- Não há felicidade sem dor. Apaixonar-se por poeta é como
nadar no São Francisco. Tragar cigarro não preenche buracos de solidão. Ouvi
tudo isso no rádio. Intrigante, não?
- Tudo bonitinho para clichê. Mas felicidade não existe, só
momentos felizes. Essa lição pode ser aprendida logo no início da vida com
Odair José.
- É como buscar estrelas em cidade grande. Sempre vai ter
uma lua onde se conformar.
Luana estava no chuveiro há poucos minutos. O sabonete se
espatifara em pedacinhos e um deles calhou de grudar no box. Pressionara-o
entre o polegar e o indicador. Só então percebeu que o vidro desembaraçava. Escorregou as mãos sobre os peitos para espalhar a água enquanto
deixava os ombros encharcarem. O espelho aconselhava mudanças.
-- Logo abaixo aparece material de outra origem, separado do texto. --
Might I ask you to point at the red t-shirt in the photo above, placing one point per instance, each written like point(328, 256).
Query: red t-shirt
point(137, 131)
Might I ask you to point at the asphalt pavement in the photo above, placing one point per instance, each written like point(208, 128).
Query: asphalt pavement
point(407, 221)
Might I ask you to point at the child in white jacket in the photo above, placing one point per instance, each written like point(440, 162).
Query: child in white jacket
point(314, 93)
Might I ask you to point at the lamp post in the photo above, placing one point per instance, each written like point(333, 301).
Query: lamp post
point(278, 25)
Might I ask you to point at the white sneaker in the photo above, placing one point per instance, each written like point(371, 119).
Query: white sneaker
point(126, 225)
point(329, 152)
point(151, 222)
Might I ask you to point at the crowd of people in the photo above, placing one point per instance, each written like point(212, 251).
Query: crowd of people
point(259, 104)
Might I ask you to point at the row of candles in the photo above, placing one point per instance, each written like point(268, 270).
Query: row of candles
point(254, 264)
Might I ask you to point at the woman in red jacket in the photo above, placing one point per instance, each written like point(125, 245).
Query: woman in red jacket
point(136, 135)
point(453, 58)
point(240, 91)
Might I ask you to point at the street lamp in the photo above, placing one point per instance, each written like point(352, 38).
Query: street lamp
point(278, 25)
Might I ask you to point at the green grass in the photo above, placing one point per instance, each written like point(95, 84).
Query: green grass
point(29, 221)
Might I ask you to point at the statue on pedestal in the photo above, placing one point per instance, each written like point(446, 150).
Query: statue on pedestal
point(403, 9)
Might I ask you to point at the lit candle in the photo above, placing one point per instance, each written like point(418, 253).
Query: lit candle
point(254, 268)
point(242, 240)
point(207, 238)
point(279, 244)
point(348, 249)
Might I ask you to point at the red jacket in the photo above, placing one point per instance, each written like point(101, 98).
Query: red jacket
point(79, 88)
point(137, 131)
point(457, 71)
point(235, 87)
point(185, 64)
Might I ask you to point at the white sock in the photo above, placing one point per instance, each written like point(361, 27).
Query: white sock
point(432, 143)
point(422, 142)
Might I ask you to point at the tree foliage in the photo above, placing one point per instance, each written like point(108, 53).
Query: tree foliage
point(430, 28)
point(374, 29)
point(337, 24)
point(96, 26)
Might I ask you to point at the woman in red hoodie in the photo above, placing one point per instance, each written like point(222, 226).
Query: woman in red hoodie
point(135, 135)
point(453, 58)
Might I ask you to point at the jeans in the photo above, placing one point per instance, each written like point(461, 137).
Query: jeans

- Sabe aquela história de exercícios para aumentar o nível
de confiança e autoestima?
- Por onde vai começar dessa vez?
- Caminhadas regulares.
- Está bem.
- O desdém segue sendo seu mantra.
- Você não consegue viver sem a bebida, o cigarro e mim. São
as três principais drogas. É nisso que acredito.
- Já superei piores.
- Vá em frente. Se tiver sucesso nas duas primeiras
empreitadas, espero que não alcance a terceira.
Juliano desgrudou os pés do chão para alcançar a mesa, onde
largou a revista semanal. Alcançou palitos de dente e o controle da TV.
- “Polícia prende
homem suspeito de assassinato da filha de empresários do ramo imobiliário”
- Tome esta família como exemplo. Os pais trabalharam duro
para construir algo e resolveram ter filhos. Eles nascem, recebem brinquedos,
fazem festas de aniversário e atravessam continentes. Um dia, tudo isso acaba a
facadas.
- Dez minutos que vão ecoar por toda uma vida.
- Exato. Parece haver sempre alguma compensação na vida.
- Como um troco por aquilo que você fez a alguém?
- Pode ser. Até mesmo mais que isso. É preciso andar com o
ceticismo lado a lado. Não pode estar à frente para não te deixar parado em uma
cama ou atrás para não te pegar desprevenido.
- Quando você vai voltar a escrever? Essas conversas sempre
rendem bons contrapontos.
- Breve. Sou um escritor pessimista, mas as pessoas também
procuram temas assim por alguma razão. Não só de autoajuda sobrevivem as
livrarias, embora esses livros ocupem as estantes onde você mete o olho imediatamente
assim que entra em uma delas.
- Deve rolar uma identificação por parte daquelas que
frequentam bares mais alternativos e submergem nos temas.
- As pessoas que mais duvidam esgotam os sofás dos psicólogos.
- E as mais distraídas são as mais felizes.